El fortalecimiento de los partidos políticos en América Latina

En las décadas recientes América Latina ha experimentado una ola de democratización a medida que la región se aleja de las dictaduras del pasado. Sin embargo, el proceso democrático sigue siendo frágil. Muchos ciudadanos en América Latina consideran que los partidos políticos no están al corriente del pueblo, se dejan guiar por los intereses de la élite, están plagados por la corrupción y son incapaces de cumplir sus promesas o de demostrar liderazgo. Para contrarrestar estas preocupaciones, el Instituto Nacional Democrático (NDI) ha emprendido un proyecto cuyo propósito es rejuvenecer y fortalecer los partidos políticos en Argentina, Bolivia y Perú.

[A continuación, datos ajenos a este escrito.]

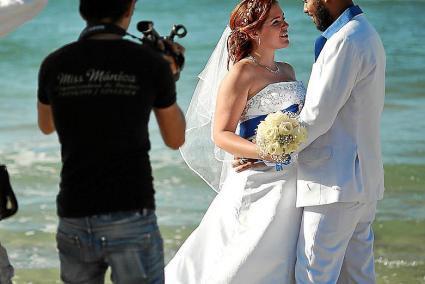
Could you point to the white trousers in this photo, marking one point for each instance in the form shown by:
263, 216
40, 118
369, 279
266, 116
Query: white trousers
335, 244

El NDI, utilizando una metodología interactiva y de participación que enseña "mejores prácticas" para la gobernabilidad democrática, ofreció en febrero talleres regionales en los que participaron 18 representantes de organizaciones que se especializan en capacitar a partidos políticos. La iniciativa del NDI, financiada por Estados Unidos, pidió a cada participante que elaborara y pusiera en práctica un proyecto que mejorara entre sus clientes la democracia interna, la transparencia y la divulgación al electorado. Si bien este proyecto enfrentó objeciones en Bolivia -- lo cual alude a la necesidad de redoblar los esfuerzos de revitalización de los partidos políticos en ese país -- la iniciativa tuvo un éxito visible en Argentina y Perú.

Los participantes se tomaron el modelo de "capacitación del capacitador" a pecho y adaptaron el programa del NDI para uso local. En las sesiones del seminario el NDI proporcionó metodologías y materiales de capacitación para ayudar a los participantes a llevar a cabo sus proyectos, entre los que figuraron la instrucción sobre resolución de problemas políticos, la provisión de recomendaciones acertadas sobre políticas y las actividades de divulgación a la juventud. Como un recurso más para los reformadores de partidos políticos, el NDI publicó en su sitio web una serie de estudios de caso, en español, que representan mejores prácticas que han tenido gran éxito.